While crude oil prices have halved since the start of the year, retail fuel prices have declined 6-7 percent.

A droplet of petroleum drops from a fuel nozzle. (Photographer: Andrey Rudakov/Bloomberg)
A droplet of petroleum drops from a fuel nozzle. (Photographer: Andrey Rudakov/Bloomberg)

Indian consumers are yet to benefit from a plunge in crude oil prices as a depreciating rupee partly eroded the gains and oil retailers earn a higher mark-up on every litre of fuel sold.

Benchmark Brent crude tumbled as much as 31.5 percent, its worst single-day drop since 1991, after Russia balked at Saudi Arabia-led OPEC’s demand for deeper output cuts to cope with falling demand amid coronavirus outbreak, triggering an all-out price war.

Why Retail Fuel Prices Are Still High Despite Crude’s Biggest Fall Since 1991

Still, while crude oil prices have halved in value since the start of the year, retail fuel prices of petrol and diesel declined only 6-7 percent, according to data compiled from the website of India’s largest oil marketer—Indian Oil Corporation Ltd.

That’s because the Indian rupee depreciated nearly 3.6 percent against the U.S. dollar this year—in part wiping off gains that could have translated into cheaper auto fuels.

And oil marketing companies revise petrol and diesel prices daily based on a 15-day average, factoring in global fuel indices. Which means market prices reflect at the filling station with a fortnight’s lag.

But oil retailers still have a bigger room to cut prices. That’s because after factoring in a weaker rupee and the 15-day price average, the Brent is still down 17 percent year-to-date against a 6-7 percent fall in prices at the pump.

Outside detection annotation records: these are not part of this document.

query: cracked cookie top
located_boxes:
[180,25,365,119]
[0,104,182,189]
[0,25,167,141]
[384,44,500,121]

What that means is oil marketing companies are earnings higher gross marketing margin or mark-up on sale of every litre of petrol and diesel. And Hindustan Petroleum Corporation Ltd. and Bharat Petroleum Corporation Ltd. stand to gain the most as retail sale of fuel contributes nearly 60 percent and 40 percent, respectively, to their operational profit, according to the data compiled by BloombergQuint.

Kotak Securities said higher marketing margins on auto fuels amid declining global crude prices will help Indian oil companies offset sustained weakness in refining margins and one-time inventory loss.